JSON schemas encode types as constraints, because "type" is just the "trival" JSON type. "URL" has no reason not to be a type.

> in Rust you would need an enum

Yes? Enumerations get encoded as enums, that sounds logical.

> a deserializer from the string to the enum.

Here's how complex the deserializer is:

    #[derive(Deserialize)]
    #[serde(rename_all = "lowercase")]
    enum Role { Admin, Moderator, Member, Anonymous }

And the second line is only there because we want the internal Rust code to look like Rust.

linkdd · on May 3, 2021

Yep, I'm still new to serde and the Deserialize workflow :)

I come from highly dynamic languages, and even when I was doing C/C++ 10 years ago, I would do more at runtime that what could be considered "best practice".

steveklabnik · on May 3, 2021

As the input gets more dynamic, so does the type system representation.
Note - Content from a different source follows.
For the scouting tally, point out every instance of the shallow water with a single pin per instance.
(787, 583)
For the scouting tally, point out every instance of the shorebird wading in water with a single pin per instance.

If you want to handle user-supplied JSON schemas, in my understanding of JSON Schema, you'd have to use the serde_json::Value way: https://docs.serde.rs/serde_json/#operating-on-untyped-json-...

remexre · on May 3, 2021

> What about user-supplied JSON schemas? You can't add types at runtime.

Right, well, since they're validators anyway, might as well represent them as a defunctionalized validation function or something. Agreed that this is more-or-less past the point where the type system helps model the values you're validating, though a strong type system helps a lot implementing the validators!

> It's still a string, in Rust you would need an enum and a deserializer from the string to the enum.

Yep, though if you really wanted it to be a string at runtime, you could use smart constructors to make it so. The downsides would be, unless you normalized the string (at which point, just use an enum TBH), you're doing O(n) comparison, and you're keeping memory alive, whether by owning it, leaking it, reference counting, [...].

Thankfully due to Rust's #[derive] feature, the programmer wouldn't need to write the serializer/deserializer though; crates like strum can generate it for you, such that you can simply write:

    use strum::{AsRefStr, EnumString};
    
    #[derive(AsRefStr, EnumString, PartialEq)]
    enum Role {
        Admin,
        Moderator,
        Member,
        Anonymous,
    }
    
    fn main() {
        assert_eq!(Role::from_str("Admin").unwrap(), Role::Admin);
        assert_eq!(Role::Member.as_ref(), "Member");
    }

(strum also has also a derive for the standard library Display trait, which provides a .to_string() method, but this has the disadvantage of heap allocating; EnumString (which provides .as_ref()) compiles in the strings, so no allocation is needed, and .as_ref() is a simple table lookup.)

[0]: https://docs.rs/strum/0.20.0/strum/index.html

masklinn · on May 3, 2021

> Yep, though if you really wanted it to be a string at runtime, you could use smart constructors to make it so. The downsides would be, unless you normalized the string (at which point, just use an enum TBH), you're doing O(n) comparison, and you're keeping memory alive, whether by owning it, leaking it, reference counting, [...].

Nit: it's more constraining but serde can deserialize to an &str, though that assumes the value has no escapes.

Ideally `Cow<str>` would be the solution, but while it kind-of is, that doesn't actually work out of the box: https://github.com/serde-rs/serde/issues/1852

linkdd · on May 3, 2021

Thanks for the insight! Didn't know strum.

But yeah, I tend to do more work at runtime than compile-time, which is not really the way to go in Rust.

grumpyprole · on May 3, 2021

Unfortunately Rust is currently lacking structural records/structs and enums. I think they removed them early on in the design. So you'd have to name the all the types. I hope they do add them back one day.